Improved estimation of vegetation water content and its impact on L-band soil moisture retrieval over cropland

Authors: FENG, S. - Collaborator; QUI, J. - Collaborator; Crow, Wade; MO, X. - Chinese Academy Of Sciences; WANG, S. - University Of Illinois; GAO, L. - University Of Illinois

Submitted to: Journal of Photogrammetry and Remote Sensing
Publication Type: Peer Reviewed Journal
Publication Acceptance Date: 12/17/2022
Publication Date: 12/22/2022
Citation: Feng, S., Qui, J., Crow, W.T., Mo, X., Wang, S., Gao, L. 2022. Improved estimation of vegetation water content and its impact on L-band soil moisture retrieval over cropland. Journal of Photogrammetry and Remote Sensing. 617. Article 129015. https://doi.org/10.1016/j.jhydrol.2022.129015.
DOI: https://doi.org/10.1016/j.jhydrol.2022.129015

Interpretive Summary: Remotely sensed retrievals of surface soil moisture are of great potential value for tracking the extent and severity of agricultural drought. However, to provide accurate estimates of soil moisture availability, these retrievals must first be corrected for the impact of water contained in overlying vegetation. Unfortunately, such estimates of vegetation water content are difficult to obtain within agricultural areas.
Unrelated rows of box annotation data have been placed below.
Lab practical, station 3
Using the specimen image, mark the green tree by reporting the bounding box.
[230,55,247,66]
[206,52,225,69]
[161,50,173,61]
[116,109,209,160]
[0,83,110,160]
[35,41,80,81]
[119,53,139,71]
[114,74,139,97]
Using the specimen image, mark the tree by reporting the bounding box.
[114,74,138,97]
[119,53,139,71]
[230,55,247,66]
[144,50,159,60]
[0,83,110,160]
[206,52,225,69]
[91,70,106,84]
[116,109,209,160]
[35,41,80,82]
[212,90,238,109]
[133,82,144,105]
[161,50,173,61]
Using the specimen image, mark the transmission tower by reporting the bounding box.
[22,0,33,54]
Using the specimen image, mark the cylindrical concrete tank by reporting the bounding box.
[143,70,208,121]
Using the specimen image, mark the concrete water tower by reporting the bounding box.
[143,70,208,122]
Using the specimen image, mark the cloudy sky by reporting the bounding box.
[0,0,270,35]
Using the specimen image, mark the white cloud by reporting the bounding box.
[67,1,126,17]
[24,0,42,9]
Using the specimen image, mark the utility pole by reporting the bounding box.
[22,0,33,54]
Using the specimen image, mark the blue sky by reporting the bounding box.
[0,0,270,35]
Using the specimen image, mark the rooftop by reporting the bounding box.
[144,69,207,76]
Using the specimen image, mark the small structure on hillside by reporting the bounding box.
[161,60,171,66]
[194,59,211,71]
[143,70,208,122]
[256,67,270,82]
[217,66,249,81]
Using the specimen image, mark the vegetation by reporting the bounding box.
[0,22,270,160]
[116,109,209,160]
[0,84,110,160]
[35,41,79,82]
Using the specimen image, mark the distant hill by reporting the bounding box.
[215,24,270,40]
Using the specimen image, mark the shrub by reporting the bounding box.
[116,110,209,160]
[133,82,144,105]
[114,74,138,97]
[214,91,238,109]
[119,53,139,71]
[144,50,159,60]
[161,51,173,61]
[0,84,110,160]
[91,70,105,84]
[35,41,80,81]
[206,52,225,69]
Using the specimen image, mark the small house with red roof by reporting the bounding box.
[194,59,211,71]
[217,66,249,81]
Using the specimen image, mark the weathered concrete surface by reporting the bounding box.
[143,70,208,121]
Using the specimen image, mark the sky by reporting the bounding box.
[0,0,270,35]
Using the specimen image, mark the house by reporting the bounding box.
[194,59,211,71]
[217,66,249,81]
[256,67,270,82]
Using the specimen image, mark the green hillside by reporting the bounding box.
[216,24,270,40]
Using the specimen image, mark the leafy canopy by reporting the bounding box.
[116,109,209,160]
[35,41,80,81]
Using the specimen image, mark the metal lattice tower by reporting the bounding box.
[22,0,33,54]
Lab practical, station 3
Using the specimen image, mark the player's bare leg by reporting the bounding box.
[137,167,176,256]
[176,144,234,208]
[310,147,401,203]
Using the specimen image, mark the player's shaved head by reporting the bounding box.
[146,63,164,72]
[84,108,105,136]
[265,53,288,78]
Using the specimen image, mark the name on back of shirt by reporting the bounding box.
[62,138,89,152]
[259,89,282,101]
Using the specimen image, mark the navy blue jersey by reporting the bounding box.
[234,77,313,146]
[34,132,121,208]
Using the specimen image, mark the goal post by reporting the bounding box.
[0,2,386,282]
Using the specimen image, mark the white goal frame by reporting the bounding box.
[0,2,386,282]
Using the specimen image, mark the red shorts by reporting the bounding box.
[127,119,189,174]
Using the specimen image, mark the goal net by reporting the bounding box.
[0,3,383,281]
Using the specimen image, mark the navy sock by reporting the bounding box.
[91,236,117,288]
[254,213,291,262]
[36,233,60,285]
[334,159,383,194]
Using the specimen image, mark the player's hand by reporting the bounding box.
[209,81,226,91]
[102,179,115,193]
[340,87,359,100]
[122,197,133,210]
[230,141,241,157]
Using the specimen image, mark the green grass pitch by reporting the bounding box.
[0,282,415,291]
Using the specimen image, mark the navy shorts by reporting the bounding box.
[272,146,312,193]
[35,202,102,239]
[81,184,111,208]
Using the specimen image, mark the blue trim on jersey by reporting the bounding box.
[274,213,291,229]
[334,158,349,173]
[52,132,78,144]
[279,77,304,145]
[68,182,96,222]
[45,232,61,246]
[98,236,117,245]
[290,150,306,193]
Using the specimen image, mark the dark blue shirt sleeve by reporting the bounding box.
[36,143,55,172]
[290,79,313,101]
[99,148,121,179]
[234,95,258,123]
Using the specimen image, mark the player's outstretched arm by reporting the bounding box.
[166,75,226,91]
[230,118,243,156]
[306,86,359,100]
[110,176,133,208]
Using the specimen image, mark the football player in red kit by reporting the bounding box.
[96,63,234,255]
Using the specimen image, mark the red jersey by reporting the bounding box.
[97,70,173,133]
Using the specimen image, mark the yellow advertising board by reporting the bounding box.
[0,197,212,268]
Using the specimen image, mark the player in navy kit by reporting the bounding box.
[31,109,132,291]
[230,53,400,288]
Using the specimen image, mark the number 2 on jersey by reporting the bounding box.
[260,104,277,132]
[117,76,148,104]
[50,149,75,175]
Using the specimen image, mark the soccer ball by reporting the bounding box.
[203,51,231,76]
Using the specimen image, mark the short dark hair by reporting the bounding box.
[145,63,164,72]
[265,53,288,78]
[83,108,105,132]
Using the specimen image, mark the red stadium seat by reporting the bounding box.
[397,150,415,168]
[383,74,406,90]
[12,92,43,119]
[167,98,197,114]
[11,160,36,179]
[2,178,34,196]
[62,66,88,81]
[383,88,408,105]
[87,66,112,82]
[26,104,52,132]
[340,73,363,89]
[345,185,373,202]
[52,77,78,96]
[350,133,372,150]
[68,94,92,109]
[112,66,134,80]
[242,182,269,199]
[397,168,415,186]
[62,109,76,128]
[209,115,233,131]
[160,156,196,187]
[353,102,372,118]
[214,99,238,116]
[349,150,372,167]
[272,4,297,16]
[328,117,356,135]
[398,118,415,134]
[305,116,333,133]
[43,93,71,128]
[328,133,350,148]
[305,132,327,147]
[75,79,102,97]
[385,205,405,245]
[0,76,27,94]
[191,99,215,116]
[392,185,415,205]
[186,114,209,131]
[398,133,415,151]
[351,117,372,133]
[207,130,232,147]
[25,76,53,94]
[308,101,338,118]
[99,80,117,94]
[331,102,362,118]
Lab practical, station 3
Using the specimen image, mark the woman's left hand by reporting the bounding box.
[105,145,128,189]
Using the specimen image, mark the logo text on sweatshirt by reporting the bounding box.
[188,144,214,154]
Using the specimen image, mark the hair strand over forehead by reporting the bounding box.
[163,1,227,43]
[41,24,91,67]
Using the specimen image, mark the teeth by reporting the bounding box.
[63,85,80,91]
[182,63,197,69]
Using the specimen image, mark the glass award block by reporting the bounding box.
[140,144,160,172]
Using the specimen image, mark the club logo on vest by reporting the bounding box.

This paper inter-compares various recent methods for estimating vegetation water content using remote sensing and provides new insight into which of these methods works best within an intensively cultivated region of China. Results from this study will be applied to improve the accuracy of remotely sensed estimates of surface soil moisture and, therefore, enhance our collective ability to globally monitor the extent and severity of agricultural drought from space.

Technical Abstract: Satellite-based soil moisture (SM) retrieval within agricultural regions is challenging due to pronounced vegetation and land cover variations during the growing season. Vegetation water content (VWC) - used to describe vegetation opacity in both the Soil Moisture Active Passive (SMAP) Dual Channel Algorithm (DCA) and Single Channel Algorithm (SCA) - is approximated using the climatological Normalized Difference Vegetation Index (NDVI) time series. To understand the impact of VWC algorithms on SMAP SM retrieval, this study investigated the optimal vegetation indices for VWC estimation, and further evaluated the impact of VWC uncertainty on DCA and SCA-V SM retrievals. Besides NDVI, we use four dynamic vegetation indices (VIs) from Sentinel-2 - including two red-edge VIs and two non-red-edge VIs to estimate growing-season corn VWC and the impact of different empirical relationships on VWC estimates. We find that climatological NDVI from MODIS significantly underestimates VWC, and therefore SM over croplands in Northwest China during the growing season, whereas the dynamic VIs can improve the accuracy of VWC and SM retrievals. With the improved VWC estimation scheme, the empirical method adopted in both DCA and SCA-V to account for the vegetation stem factor is shown to be effective for VWC and SM estimation. The sensitivity analysis shows that SM retrieval based on red-edge VI is more sensitive to none-red-edge VI. In addition, the influence of VWC uncertainty on SM accuracy is shown to be higher in SCA-V than in DCA. The results of this study provide insight into preferred approaches for the accurate estimation of VWC and the improvement on passive SM retrieval algorithms.